Unable to upgrade VMware PKS from 1.0.2 to 1.1


Article ID: 345615


Updated On:


VMware Cloud PKS


  • You are unable to upgrade VMware PKS from 1.0.2 to 1.1

  • When you apply changes from Ops manager, worker node going into unresponsive state and upgrade clusters errand task is failing.

  • From the logs, the agents bootstrapped they could not find the eth0 interface and this broke the agent director communication. In pks-nsx-t release 0.5 (PKS 1.0.2), the jobs remove IPs from eth0 and adds them to the bridge. Bosh agent expects eth0 to be configured with an IP. Due to a race condition when bosh agent start and not able to find this IP the communication fails with the error below.

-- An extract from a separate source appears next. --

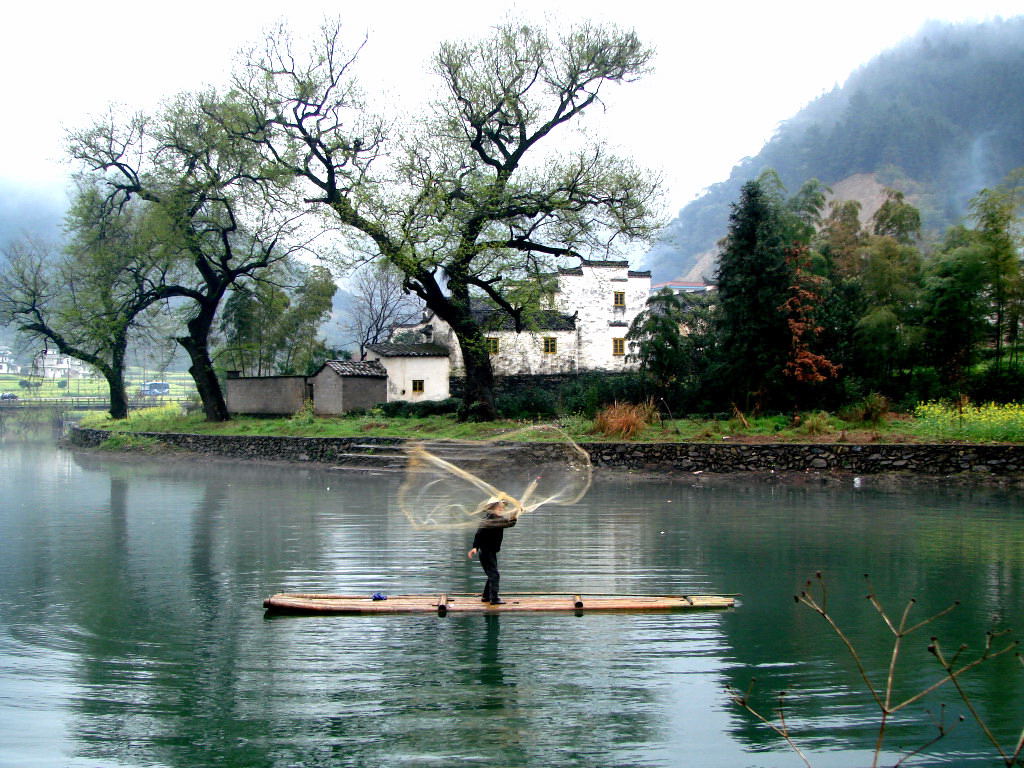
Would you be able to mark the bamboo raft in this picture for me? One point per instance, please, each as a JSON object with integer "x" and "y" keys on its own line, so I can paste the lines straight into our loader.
{"x": 442, "y": 603}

2018-06-28_17:19:28.24511 [interfaceConfigurationCreator] 2018/06/28 17:19:28 DEBUG - Using static networking 2018-06-28_17:19:28.24533 [File System] 2018/06/28 17:19:28 DEBUG - Stat '/etc/network/interfaces' 2018-06-28_17:19:28.24590 [File System] 2018/06/28 17:19:28 DEBUG - Skipping writing /etc/network/interfaces because contents are identical 2018-06-28_17:19:28.24667 [main] 2018/06/28 17:19:28 ERROR - App setup Running bootstrap: Setting up networking: Validating static network configuration: Validating network interface 'eth0' IP addresses, no interface configured with that name 2018-06-28_17:19:28.24668 [main] 2018/06/28 17:19:28 ERROR - Agent exited with error: Running bootstrap: Setting up networking: Validating static network configuration: Validating network interface 'eth0' IP addresses, no interface configured with that name 2018-06-28_17:19:28.26523 [main] 2018/06/28 17:19:28 DEBUG - Starting agent


VMware Pivotal Container Service 1.x


This issue occurs due to a bug present in pks-nsx-t release. This bug was fixed in pks-nsx-t version 0.8 but PKS 1.0.2 tile uses pks-nsx-t release 0.5. 


Starting pks-nsx-t release 0.8, the scripts present in pks-nsx-t release assigns IPs to both eth0 and the bridge and configures the routing to use the bridge.


To work around this issue, restart the worker with unresponsive agent using bosh cck and apply changes from the ops manager.